Furthermore, Feng et al., 21 who stated that in NEC group, the mean weight of the investi-gated cases was 1,142.6 ± 220.30 gram. Otherwise, there were 27 (69.2%) males.
In the present investigation, our findings revealed that the mean saturation during surgery was 93.8 ± 0.6, mean Systolic pressure during surgery was 59.7 ± 2.3 and mean Diasto-lic pressure during surgery was 34.8 ± 1.8.
Our results matched with Gokce et al., 22 who reported that, in NEC group, the mean saturation was 94.9±1.3.
Similarly, Knudsen et al., 16 who stated that in NEC cases, the mean Saturation during surgery was 95.8 ± 0.5, the mean Systolic pressure throughout operation 57.7 ± 2.2 and the mean Diastolic pressure throughout operation was 32.8 ± 1.8.
Our current research revealed that a statistically insignificant distinction has been observed among the investigated groups as regards Bell-Stages. A statistically insignificant distinction has been observed among the investigated groups as regard surgical procedure. A statistically insignificant distinction has been observed among the investigated groups as regard outcome.

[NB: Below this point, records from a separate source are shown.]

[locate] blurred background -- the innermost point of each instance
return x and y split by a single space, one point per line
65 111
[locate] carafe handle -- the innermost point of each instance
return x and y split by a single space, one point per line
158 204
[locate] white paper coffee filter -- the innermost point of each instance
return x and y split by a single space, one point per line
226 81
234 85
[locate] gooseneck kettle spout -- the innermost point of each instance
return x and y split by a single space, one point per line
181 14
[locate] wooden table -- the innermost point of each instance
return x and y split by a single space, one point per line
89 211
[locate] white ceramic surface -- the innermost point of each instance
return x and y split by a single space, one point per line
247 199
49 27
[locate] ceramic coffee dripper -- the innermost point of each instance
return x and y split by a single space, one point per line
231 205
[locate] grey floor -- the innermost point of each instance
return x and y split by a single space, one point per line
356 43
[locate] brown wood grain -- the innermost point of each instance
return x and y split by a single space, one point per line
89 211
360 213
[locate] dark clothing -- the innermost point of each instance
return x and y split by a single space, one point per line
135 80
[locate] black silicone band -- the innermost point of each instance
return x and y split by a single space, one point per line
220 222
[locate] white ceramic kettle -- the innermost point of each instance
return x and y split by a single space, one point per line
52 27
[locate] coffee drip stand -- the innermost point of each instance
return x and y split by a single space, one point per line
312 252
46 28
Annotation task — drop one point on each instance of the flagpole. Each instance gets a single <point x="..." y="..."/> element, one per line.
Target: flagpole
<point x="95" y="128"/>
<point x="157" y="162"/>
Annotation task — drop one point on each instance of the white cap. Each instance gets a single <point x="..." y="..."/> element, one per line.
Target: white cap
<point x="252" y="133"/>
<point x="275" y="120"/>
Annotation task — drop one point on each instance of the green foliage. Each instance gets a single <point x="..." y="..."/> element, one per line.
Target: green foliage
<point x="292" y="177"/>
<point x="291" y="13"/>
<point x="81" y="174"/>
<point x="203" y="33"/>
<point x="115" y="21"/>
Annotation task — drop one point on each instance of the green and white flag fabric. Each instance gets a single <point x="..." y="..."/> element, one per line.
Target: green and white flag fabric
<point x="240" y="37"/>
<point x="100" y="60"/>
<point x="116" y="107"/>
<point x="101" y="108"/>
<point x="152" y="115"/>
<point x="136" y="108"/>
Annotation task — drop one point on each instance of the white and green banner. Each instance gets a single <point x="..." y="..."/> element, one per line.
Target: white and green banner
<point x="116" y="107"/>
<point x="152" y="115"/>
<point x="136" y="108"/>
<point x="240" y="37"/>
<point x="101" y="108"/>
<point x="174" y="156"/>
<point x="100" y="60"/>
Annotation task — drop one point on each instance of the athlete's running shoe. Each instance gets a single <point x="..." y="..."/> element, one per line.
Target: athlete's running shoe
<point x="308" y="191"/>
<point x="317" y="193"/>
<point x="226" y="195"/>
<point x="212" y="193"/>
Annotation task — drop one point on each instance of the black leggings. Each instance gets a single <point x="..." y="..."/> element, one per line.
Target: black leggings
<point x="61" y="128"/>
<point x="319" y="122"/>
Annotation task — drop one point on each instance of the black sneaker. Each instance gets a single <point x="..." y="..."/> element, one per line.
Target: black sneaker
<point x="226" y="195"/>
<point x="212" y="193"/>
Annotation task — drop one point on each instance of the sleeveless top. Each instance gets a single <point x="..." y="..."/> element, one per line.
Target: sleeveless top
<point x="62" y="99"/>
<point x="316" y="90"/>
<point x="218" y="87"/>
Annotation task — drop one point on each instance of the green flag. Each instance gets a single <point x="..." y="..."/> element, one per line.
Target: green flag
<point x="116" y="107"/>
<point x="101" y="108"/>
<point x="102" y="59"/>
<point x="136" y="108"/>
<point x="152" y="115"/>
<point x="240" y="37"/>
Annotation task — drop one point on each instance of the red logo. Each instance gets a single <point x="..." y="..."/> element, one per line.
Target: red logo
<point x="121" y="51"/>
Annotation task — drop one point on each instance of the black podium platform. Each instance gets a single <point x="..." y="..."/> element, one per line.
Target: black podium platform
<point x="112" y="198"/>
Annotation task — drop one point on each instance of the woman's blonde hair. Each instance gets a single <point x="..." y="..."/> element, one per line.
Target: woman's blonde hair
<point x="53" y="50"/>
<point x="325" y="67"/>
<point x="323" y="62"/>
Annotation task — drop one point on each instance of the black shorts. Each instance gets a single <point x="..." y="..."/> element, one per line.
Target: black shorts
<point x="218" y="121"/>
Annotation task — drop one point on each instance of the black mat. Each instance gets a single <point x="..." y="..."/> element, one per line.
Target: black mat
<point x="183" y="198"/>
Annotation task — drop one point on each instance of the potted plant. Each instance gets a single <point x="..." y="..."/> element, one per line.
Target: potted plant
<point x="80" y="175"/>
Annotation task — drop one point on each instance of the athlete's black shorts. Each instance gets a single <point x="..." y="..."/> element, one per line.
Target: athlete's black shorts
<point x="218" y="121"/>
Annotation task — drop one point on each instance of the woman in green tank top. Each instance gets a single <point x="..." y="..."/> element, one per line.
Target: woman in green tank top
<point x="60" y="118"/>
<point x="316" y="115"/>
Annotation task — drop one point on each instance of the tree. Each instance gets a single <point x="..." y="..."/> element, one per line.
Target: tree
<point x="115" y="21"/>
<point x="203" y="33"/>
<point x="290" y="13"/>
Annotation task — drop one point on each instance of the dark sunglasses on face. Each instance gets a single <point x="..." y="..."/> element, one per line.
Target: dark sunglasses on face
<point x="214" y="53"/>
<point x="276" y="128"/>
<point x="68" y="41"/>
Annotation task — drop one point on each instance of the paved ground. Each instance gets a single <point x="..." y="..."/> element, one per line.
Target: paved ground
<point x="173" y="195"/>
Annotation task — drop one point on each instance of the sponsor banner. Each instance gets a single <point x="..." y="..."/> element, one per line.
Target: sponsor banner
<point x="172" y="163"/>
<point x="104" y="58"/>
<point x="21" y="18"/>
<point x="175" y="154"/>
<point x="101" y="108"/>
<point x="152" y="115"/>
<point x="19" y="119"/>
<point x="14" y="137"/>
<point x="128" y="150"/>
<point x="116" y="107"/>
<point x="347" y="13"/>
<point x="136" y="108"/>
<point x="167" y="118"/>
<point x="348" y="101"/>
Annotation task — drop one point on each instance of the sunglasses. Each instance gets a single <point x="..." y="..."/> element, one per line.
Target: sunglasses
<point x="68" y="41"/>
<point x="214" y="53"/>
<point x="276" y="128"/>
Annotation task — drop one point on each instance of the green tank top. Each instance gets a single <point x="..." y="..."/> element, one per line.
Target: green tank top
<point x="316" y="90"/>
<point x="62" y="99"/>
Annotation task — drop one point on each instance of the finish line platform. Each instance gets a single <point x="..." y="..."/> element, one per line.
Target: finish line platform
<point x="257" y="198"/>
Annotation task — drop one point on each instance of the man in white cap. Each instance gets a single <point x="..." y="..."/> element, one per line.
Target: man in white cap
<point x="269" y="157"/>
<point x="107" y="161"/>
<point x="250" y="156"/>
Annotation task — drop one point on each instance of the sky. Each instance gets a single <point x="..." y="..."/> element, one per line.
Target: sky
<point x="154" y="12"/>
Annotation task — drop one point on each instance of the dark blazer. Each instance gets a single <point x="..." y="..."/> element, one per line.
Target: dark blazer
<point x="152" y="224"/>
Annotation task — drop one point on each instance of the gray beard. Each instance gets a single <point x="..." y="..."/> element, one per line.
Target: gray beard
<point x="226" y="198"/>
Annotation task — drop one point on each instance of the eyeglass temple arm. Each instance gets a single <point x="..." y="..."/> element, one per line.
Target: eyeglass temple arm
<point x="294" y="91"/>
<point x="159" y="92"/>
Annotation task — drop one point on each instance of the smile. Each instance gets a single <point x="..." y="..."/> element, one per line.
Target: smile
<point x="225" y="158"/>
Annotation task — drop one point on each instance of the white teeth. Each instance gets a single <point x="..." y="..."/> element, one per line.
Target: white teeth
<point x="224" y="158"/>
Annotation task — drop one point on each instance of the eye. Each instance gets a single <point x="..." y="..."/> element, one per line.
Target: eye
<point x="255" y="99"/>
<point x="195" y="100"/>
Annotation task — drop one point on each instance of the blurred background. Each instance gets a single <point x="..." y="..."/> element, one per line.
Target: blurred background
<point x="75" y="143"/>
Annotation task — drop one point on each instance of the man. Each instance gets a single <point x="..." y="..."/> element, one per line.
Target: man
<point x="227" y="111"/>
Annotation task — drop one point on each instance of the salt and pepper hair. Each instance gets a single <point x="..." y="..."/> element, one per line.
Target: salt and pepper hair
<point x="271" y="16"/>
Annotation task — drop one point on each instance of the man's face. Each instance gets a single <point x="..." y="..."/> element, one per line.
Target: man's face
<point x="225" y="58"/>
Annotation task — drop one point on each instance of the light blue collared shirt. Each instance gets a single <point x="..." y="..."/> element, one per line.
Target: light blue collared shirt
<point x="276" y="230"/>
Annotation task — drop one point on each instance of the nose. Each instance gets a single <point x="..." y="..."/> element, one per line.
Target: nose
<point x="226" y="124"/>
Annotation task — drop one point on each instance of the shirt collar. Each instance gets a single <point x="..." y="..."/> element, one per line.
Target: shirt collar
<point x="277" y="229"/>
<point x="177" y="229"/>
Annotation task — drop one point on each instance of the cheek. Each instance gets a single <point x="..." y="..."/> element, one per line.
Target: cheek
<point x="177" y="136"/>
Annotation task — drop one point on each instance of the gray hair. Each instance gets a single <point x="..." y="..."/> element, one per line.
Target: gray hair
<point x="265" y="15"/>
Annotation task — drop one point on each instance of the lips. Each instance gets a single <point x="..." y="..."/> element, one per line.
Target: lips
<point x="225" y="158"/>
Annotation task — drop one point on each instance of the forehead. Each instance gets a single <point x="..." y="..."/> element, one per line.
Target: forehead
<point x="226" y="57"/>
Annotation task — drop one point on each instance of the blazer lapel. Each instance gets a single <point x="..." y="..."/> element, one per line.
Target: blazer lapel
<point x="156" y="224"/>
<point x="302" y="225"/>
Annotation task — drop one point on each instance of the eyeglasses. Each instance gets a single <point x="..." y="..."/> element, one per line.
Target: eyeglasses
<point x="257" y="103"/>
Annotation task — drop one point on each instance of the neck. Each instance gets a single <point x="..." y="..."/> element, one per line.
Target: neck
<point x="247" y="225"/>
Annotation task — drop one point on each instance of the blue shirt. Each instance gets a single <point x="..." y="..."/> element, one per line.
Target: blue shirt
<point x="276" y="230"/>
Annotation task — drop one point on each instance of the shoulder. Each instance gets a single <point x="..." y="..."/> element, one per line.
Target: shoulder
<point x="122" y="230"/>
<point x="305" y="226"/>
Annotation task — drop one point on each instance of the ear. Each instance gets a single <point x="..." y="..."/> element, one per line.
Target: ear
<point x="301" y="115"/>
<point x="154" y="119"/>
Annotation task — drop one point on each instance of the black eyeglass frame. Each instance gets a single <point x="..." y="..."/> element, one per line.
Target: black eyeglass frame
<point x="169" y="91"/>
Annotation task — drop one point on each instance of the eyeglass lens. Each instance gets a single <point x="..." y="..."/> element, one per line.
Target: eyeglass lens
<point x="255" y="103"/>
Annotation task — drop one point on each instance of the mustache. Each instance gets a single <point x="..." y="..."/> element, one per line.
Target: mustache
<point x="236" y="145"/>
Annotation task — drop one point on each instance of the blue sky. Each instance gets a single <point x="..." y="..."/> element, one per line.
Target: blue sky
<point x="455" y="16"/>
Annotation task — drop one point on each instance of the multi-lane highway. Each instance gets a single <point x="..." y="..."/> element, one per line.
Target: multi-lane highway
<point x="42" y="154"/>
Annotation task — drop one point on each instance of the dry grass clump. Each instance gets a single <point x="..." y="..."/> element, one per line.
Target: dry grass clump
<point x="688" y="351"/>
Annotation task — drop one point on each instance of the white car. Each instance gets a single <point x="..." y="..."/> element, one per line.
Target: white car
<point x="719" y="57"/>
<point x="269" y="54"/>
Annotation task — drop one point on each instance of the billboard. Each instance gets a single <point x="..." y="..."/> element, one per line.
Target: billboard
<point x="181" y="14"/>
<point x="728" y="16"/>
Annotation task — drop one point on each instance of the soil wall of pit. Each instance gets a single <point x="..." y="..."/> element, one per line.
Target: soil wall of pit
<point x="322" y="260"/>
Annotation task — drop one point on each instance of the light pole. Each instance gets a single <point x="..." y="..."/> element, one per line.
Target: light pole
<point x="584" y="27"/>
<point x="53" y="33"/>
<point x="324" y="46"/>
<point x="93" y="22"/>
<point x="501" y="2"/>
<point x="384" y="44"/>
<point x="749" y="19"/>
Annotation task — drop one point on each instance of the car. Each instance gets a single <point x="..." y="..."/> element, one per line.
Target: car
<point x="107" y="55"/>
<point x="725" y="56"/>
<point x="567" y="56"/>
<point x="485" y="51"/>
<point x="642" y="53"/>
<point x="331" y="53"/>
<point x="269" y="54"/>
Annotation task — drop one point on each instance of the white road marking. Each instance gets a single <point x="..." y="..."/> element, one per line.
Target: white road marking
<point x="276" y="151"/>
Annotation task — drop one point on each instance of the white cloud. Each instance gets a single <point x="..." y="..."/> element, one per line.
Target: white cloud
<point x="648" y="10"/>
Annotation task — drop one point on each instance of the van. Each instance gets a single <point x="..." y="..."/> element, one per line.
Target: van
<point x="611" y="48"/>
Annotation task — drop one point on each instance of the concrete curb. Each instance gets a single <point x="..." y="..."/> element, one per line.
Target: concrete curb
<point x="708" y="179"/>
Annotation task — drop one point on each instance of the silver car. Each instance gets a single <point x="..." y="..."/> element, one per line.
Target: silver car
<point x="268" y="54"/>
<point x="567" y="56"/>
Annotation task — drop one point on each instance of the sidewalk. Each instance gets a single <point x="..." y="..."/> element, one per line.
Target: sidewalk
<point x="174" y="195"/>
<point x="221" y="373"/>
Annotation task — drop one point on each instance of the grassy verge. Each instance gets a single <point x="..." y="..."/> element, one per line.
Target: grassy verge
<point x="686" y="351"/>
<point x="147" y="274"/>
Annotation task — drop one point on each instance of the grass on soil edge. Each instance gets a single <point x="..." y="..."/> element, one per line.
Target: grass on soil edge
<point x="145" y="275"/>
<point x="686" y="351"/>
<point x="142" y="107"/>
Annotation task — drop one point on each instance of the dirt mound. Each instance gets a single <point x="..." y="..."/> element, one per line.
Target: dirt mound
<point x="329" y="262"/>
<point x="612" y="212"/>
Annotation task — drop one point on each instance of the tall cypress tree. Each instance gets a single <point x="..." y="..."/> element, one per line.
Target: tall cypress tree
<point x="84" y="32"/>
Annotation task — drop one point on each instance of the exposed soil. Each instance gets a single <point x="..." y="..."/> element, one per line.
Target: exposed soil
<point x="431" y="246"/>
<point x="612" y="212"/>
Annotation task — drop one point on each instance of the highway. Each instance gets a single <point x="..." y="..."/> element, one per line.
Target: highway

Our findings are supported by Gfroerer et al.,19 who stated that a statistically insignificant distinction has been observed among the investigated groups as regards Bell-Stages. A statistically insignificant distinction has been observed among the investigated groups as regard surgical procedure. A statistically insignificant distinction has been observed among the investigated groups as regard outcome.